Currently Wealthsimple Trade does not offer purchases in RRSPs and TFSAs. But they promise this will be coming soon. 

Opening a Wealthsimple Trade account and investing in either of the BlackRock or Vanguard All In One Portfolios instead of one of Wealthsimples portfolios will save you an estimated 60% in annual fees.

Questrade is another viable option for buying All In One Portfolios. 

But there are a couple of caveats. 

They only allow you to purchase ETFs commission free – but selling will cost you $4.95. 

There is no minimum balance required to open an account, but if you have less than $5000.00 in your account you'll be charged a quarterly inactivity fee of $24.95.  You can avoid this fee if you either; (a) maintain a balance of at least $5000.00,or; (b) deposit $150.00 into your account every quarter.
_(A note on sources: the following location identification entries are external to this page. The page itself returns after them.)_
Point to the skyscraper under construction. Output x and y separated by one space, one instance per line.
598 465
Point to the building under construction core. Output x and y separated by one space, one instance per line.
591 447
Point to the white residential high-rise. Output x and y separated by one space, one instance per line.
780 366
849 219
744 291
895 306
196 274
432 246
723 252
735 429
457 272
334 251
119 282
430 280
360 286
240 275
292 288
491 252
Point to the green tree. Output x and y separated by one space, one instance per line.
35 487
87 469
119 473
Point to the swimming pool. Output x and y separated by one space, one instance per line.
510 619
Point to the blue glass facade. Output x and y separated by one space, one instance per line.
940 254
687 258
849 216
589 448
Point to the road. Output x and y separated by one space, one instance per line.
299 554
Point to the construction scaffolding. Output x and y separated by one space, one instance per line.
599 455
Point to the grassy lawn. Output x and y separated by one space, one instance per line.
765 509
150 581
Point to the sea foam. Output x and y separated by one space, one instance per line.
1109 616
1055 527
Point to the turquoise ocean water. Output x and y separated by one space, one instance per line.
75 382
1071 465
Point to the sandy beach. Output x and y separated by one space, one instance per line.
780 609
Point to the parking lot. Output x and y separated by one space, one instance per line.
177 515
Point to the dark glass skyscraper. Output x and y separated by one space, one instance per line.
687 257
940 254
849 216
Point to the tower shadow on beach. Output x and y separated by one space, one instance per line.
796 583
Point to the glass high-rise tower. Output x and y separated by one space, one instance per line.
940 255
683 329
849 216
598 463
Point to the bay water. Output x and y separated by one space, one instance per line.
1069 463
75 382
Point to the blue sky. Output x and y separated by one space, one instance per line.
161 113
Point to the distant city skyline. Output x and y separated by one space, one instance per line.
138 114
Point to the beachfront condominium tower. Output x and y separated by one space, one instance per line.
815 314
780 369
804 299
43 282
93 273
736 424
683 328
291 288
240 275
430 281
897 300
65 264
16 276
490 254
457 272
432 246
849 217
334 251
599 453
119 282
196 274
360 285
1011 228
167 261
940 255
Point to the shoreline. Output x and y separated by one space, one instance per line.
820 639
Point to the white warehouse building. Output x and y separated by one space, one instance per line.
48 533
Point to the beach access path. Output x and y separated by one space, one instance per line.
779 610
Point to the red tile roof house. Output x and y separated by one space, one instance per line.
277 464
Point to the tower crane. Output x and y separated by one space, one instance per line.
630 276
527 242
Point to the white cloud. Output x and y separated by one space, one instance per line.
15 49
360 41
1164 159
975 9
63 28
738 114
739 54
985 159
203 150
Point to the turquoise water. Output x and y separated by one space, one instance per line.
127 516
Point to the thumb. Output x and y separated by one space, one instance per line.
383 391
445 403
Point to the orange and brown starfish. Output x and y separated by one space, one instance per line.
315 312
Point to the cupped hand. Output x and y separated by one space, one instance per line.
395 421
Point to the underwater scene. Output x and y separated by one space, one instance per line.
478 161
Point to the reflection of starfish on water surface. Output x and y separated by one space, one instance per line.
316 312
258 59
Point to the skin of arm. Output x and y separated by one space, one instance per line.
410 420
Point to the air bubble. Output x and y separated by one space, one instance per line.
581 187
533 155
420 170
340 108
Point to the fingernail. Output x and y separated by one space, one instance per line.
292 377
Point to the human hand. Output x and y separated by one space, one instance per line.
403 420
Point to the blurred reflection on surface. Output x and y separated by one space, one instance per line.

Wealthsimple vs. Vanguard: A Quick Comparison

For simple comparison purposes take a quick look into who's behind the investment decisions at the biggest Robo Advisor in Canada (Wealthsimple) and Vanguard.

Vanguard

·        130 Portfolio Review Professionals.

·        28 External Advisors.

·        10,000+ Employees Globally.

·        $4 trillion + in Assets Under Management.

·        Founded in 1975.

Wealthsimple

·        5 person Investment Advisory Committee.

·        200+ Employees.

·        $4.3 Billion+ in Assets Under Management.

·        Founded in 2014.

As a much smaller company with less history, it may seem unreasonable to compare Wealthsimple to Vanguard.  Since they're both trying to achieve the same objective for clients – growing your money using low cost, passive investment strategies – it’s worth know what’s behind the investment and asset allocation decisions being made.  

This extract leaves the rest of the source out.